Por supuesto que mi intervención no obedece a que me considere persona más cualificada ni la escribo como profesional de nada; ni, mucho menos, maestro de nadie: humilde profesor de Secundaria en Lengua y Literatura española, aficionado a la historia y a la filosofía, educador de vocación y siempre modesto aprendiz y alumno cuando me hallo frente a personas de la talla de ambos polemizadores y amigos.
A la hora de poner título a esta intervención, se me ocurrió, quizás por el mismo contenido, un parafraseo de Oscar Wilde: La importancia de ser o no ser romántico; no obstante, derivando hacia mi vertiente clasicista, me incliné por plagiar descaradamente a Shakespeare, ya que la cita contenía la palabra cuestión (algo así como problema) en su seno: porque definirse con precisión sobre el Romanticismo, asumir o rechazarlo como definición personal o colectiva encierra un problema de bastante calado.
Y ello, en primer lugar, porque la palabra romanticismo es uno de esos términos descontextualizados por completo, capaz de contener numerosas interpretaciones, hasta el punto de haberse convertido en una palabra polisémica; lo mismo ocurre con muchos otros términos, especialmente referidos a lo ideológico, que, sacados de su contexto histórico y de su primitiva acepción, pueden ser entendidos como piropo, como menosprecio, como acusación, como insulto e, incluso, con tintes demonizadores. Claro que, en este caso y conociendo a los amigos protagonistas de la polémica, me apresuro a otorgarle la primera intención de las mencionadas.
2. Debo empezar por reconocer que, durante mi vida profesional al frente de un aula, mantuve cierta antipatía por lo romántico, llevado por mis gustos personales; así se lo aclaraba a priori a mis alumnos de Bachillerato con el fin de que no se dejaran influir por mis fobias y mis filias. Lo cierto es que, cuando me tocaba tratar de Garcilaso de la Vega, de Francisco de Quevedo o de Pedro Salinas, se me hacía la boca agua y encandilaba –eso creo– al auditorio, mientras que, al leer y explicar a Gustavo Adolfo Bécquer o a José de Espronceda, se advertían a la legua cierto desdén y no pocos sarcasmos. La objetividad de un profesor no está reñida con la libertad de cátedra, siempre que se pongan a salvo los conocimientos culturales y quede clara la distancia abismal que existe entre educación y manipulación.
Como Luis Fernando de la Sota, soy adicto a los diccionarios, y, en este caso, no he dejado de acudir a ellos, Así, el de la RAE, en la entrada romántico, cuarta acepción, pone la trilogía de sentimental, generoso y soñador, que no está nada mal. El diccionario de Sinónimos y Antónimos de Espasa cita los de sensiblero, fantástico, enamorado y tierno; adelanto que discrepo rotundamente de los dos supuestos sinónimos del final, pues uno se considera enamorado y, a veces, tierno, pero escasamente romántico. Finalmente, echo mano del diccionario mexicano de Julio de la Canal, que amplía bastante la supuesta sinonimia: idealista, sentimental, sensible, impresionable, iluso, soñador, ideólogo (¿) y visionario.
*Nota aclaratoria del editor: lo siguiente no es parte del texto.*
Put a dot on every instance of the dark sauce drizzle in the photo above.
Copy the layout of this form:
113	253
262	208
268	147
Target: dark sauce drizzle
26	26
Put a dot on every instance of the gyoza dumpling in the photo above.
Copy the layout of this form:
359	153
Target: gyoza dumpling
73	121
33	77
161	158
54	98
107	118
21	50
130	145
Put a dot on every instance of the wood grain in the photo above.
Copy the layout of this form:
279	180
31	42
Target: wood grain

¿Qué pensar de estas consultas? Me vienen a dar la razón en cuanto a la descontextualización del término y su polisemia en nuestros días. Mi intención, a partir de ahora, es tirar por elevación para ofrecer algo de luz en la cuestión.
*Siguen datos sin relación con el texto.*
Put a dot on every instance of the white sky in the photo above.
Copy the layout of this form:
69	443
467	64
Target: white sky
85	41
3. Vamos a diferenciar tres posibles alcances del término romanticismo, algo indispensable para saber de qué estamos hablando: 1) el sentido popular o vulgar; 2) el sentido estético, artístico y literario, y 3) el sentido ideológico. Y profundizaremos en este último, que parece el más complicado.
De este modo empezaba por clarificar ante mis alumnos la palabra; les decía que a todos nos gusta pasear a la luz de la luna por una playa paradisíaca de la mano de una bella señorita (o de un guapo galán en el mismo contexto, claro); que a todos nos evocan bellos recuerdos unas canciones determinadas, o nos elevan hasta el séptimo cielo los compases de una melodía o la contemplación de un atardecer desde una montaña; que nos apresuramos a regalar una flores a la amada (o una corbata al amado en su día de días)…, pero que eso no era el romanticismo.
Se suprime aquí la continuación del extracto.